I still have my PS4 since I'm not desperate for the space or £100 I'll get from selling it (plus I just like having all the consoles), but it has been a glorified Bluray player for the past 12 months...Which is fitting as PS4 exclusives have become not much more than glorified movies (though they're never as deep, interesting or simply entertaining as a good movie). Even my Xbox One has gotten more use with Gamepass allowing me to play games like Ark and Sea of Thieves with my girlfriend, again, being games that just shut up and "let me play"...And I have a decent PC, I usually have nothing nice to say about the Xbox One especially given all its games are on PC, but it's getting far more use than the PS4.
Rant over.
@Varkster Sony blockbusters aren't directed by game designers but by business suits and scriptwriters. They're perfect in what they try to do but they're very formulaic and completely deny game design can be a creative art form. I often see on forums people complaining they get bored of videogames and they feel they are too old for them. But theirproblem isn't the age, their problem is they only play these hugely marketed blockbusters thinking they're the best games in the industry. People should follow more the creative stuff and less the big budget stuff if they get bored of videogames.
Are people seriously complaining about lack of new IP on Switch? Arms, Labo, Daemon X Machina, Astral Chain, Ring Fit Adventure and Flip Wars would like a word if so.
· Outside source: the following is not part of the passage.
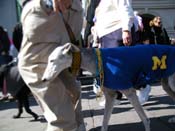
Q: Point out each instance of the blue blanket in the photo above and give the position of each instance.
(126, 67)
This is the first time since taking the job that I've heard him speak in a remotely "Nintendo-like" way about the company and it's operations. Every other interview to date has cast him as a fairly generic corporate bean counter set to please investors via any means possible. Never before this has he really sounded in tune with what we have known Nintendo to be at least after Yamauchi. It's refreshing...but I wonder why the change?
Also....is he starting to look like Iwata? Is this by coincidence or design?
Could this mean we might finally see a resurgeance for the F-Zero franchise?
@NEStalgia He said from the very beginning he wants Nintendo to keep doing what its' always done. Nothing's changed in terms of what his goals for Nintendo are. He did talk about wanting to improve their performance in the mobile market though, so I think that may have gotten you worried.
So they're NOT trying to be Disney... just "Disney Lite", I guess. The fixation on mobile gaming has me concerned,
DAMN YOU POKEMON GO! 😩
Nintendo’s innovation isn’t their seal of quality. I’m glad to hear that Furukawa is on track with that philosophy.